- Release date: 1980;
- Running time: 92 minute
- Country: Argentina
- Language: Spanish

= Blue Commandos in Action =

Blue Commands in Action (Comandos azules en acción) is an Argentine film shot in Eastmancolor, directed by Emilio Vieyra based on his own screenplay, written in collaboration with Gustavo Ghirardi, from an original idea by Emilio Vieyra. It was released on September 4, 1980, and the main actors were Jorge Martínez and Germán Kraus.

== Synopsis ==
A paramilitary group intervenes to prevent a crime in the fashion world.

== Cast ==

- Jorge Martínez …Jorge "Azul 1" / Falso José María Seres Ruiz / Modelo / Ciego
- German Kraus …Germán "Azul 2" / Mozo / Modelo
- Adriana Parets …Directora de casa de modas
- Romualdo Quiroga …El Profe
- Virginia Álvarez …Mónica / Catalina
- Carlos Muñoz …Falso científico
- Adrián "Facha" Martel …Sr.

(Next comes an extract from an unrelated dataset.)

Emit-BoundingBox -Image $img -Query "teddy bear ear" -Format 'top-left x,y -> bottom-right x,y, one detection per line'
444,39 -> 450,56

Wemsley
- Tobito Martínez
- Titi Rodríguez
- Graciela Amor
- Joaquín Piñón
- Alfredo Lepore
- Mimí Ardu
- Arturo Noal
- Anamá Ferreyra
- Paula Domínguez
- Leo Sala
- Carlos Luna
- Beatriz Salomón
- Raúl Florido
- Daniel Lemes
- Isabel Salomón
- Rolando Dumas
- Emilio Vieyra …El Jefe (cameo)
- Oscar Curet …Mozo en la fiesta (cameo)

== Comments ==
Fernando G. Varea says that "the films that exposed the Argentine military dictatorship most harshly were those aimed at children and families." S.E. in Clarín said, "The story is almost identical to the previous one... In this case, E. Vieyra, the author and director of the film, has conceived a tedious and vulgar book."

Manrupe and Portela write, "This sequel copies all the constants of the previous one."